The Berlin bunker where Hitler spent the last year of the war has been vividly described by historians and film-makers. Much less has been made of the bunkers that were built for the Führer near Couvin in Wallonia’s Namur province, from where he directed the second stage of the French campaign in June 1940.
Ahead of Hitler’s arrival, the inhabitants of the village of Brûly-de-Pesche were forced out of their homes on 28 May, the village church became the German HQ, and the village school their map room. Hitler flew in on 6 June, and set to work preparing the peace terms for France, in which he returned what he saw as the humiliations imposed on the Germans in the 1918 Armistice. Settling old scores was important to the Führer. Hitler was quartered in one of two heavily reinforced bunkers built above ground in woodland outside the village. Both bunkers have survived intact: one of them is open to the public.

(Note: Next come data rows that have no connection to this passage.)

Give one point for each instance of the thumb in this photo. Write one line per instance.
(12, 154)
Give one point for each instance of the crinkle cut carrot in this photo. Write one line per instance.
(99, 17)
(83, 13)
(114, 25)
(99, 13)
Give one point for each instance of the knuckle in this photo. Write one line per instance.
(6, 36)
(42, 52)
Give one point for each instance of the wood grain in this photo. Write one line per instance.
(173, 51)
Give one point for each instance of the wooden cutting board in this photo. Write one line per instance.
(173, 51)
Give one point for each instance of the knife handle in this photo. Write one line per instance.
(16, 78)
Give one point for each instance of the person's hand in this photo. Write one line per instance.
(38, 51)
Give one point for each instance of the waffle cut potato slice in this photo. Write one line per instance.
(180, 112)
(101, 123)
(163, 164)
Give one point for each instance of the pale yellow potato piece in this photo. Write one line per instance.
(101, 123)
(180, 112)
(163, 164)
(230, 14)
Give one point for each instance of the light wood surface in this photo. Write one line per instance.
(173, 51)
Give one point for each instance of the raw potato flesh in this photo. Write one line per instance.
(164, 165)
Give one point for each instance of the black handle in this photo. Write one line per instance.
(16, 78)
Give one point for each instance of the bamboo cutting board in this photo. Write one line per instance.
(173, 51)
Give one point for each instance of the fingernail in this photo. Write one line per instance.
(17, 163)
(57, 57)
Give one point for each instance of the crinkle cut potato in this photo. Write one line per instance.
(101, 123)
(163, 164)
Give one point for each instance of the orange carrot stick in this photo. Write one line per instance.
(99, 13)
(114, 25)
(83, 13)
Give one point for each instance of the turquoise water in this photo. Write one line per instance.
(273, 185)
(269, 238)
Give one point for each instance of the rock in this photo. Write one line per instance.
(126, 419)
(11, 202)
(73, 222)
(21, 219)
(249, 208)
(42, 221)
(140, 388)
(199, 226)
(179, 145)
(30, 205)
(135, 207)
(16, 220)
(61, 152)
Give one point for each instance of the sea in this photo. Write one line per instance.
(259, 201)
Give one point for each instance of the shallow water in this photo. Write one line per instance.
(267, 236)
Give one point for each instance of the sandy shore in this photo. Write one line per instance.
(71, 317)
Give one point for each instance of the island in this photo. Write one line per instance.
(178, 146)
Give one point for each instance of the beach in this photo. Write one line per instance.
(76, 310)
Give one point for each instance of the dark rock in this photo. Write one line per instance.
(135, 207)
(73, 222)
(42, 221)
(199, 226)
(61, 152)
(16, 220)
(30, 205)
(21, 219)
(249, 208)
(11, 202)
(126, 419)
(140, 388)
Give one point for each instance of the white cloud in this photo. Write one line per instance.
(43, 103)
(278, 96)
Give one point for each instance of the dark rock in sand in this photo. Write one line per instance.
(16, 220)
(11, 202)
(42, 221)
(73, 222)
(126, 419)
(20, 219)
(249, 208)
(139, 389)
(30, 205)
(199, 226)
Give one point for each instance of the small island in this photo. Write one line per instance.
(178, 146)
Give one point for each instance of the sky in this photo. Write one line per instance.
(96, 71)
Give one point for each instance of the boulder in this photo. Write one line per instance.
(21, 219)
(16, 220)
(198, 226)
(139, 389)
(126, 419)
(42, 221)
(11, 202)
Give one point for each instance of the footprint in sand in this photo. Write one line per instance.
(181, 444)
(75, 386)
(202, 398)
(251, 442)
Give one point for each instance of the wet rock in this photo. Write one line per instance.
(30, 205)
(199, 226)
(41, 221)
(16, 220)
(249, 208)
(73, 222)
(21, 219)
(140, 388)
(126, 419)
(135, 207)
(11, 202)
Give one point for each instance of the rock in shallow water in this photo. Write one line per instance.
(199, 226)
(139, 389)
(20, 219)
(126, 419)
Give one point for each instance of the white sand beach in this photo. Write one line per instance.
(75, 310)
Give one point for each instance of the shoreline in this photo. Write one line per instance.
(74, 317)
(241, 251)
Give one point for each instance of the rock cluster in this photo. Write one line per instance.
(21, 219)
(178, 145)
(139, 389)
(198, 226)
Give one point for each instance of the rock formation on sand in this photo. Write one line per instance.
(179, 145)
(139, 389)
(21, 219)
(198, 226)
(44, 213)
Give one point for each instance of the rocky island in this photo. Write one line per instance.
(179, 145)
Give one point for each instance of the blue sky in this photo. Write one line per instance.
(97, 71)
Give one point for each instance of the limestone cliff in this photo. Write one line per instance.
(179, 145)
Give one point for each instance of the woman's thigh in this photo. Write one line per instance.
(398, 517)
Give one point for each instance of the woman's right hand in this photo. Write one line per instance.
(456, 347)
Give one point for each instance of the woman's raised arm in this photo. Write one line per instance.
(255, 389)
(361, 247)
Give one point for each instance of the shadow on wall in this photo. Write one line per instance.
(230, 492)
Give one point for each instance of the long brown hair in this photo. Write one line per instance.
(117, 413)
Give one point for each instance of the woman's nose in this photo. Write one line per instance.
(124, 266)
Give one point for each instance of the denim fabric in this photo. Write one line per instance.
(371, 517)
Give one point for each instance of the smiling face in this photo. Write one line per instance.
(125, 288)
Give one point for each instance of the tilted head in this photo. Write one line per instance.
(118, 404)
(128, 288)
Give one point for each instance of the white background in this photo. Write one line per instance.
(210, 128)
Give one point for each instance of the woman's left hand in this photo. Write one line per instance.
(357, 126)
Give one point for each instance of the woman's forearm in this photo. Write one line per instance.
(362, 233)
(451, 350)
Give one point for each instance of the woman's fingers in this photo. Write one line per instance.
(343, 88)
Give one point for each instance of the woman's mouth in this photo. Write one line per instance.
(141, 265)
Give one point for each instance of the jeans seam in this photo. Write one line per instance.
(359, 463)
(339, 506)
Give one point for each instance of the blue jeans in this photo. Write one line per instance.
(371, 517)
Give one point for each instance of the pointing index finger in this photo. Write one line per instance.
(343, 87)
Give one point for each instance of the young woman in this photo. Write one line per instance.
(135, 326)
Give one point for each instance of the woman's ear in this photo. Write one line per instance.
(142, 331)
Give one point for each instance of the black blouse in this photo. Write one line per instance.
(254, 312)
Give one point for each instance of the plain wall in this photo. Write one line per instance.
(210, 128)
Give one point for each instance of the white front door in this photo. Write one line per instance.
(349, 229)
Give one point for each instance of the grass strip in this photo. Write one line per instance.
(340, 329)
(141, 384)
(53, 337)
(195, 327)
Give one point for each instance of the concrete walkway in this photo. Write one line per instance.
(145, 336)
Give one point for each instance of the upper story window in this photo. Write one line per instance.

During his three weeks at Brûly-de-Pesche, Hitler made several short tours away, including a day-trip on 21 June to Rethondes in northern France to conclude the Armistice agreement with Marshal Pétain, in the same railway carriage where the 1918 Armistice was signed. That evening he returned to Brûly, and on the following day France capitulated. On 25 June trumpets signalled the cessation of fighting, and three days later Hitler left his Belgian bunker for the last time to fly back to Germany.
After the war, all the German buildings except the concrete bunkers were destroyed, but the chalets have since been rebuilt and turned into museums commemorating a crucial phase of the war. In one of the buildings you can watch a 20-minute film about Hitler’s arrival and view a large collection of photographs charting the German occupation of the area. The other chalet, or ‘pavilion’, is dedicated to the local resistance effort. Group D from the Hotton Resistance Movement consisted of 250 men and women who hid in the forest for nearly three years and worked mainly on the sabotage of the enemy’s lines of communication.
Overlooked by most WW2 historians, Hitler’s Belgian bunker and temporary HQ at Brûly-de-Pesche are symbols of overwhelming German dominance in the first year of hostilities.
While Hitler was plotting the downfall of France, the British were retreating from Dunkirk.
On the Western Front, the Germans would never be so powerful again.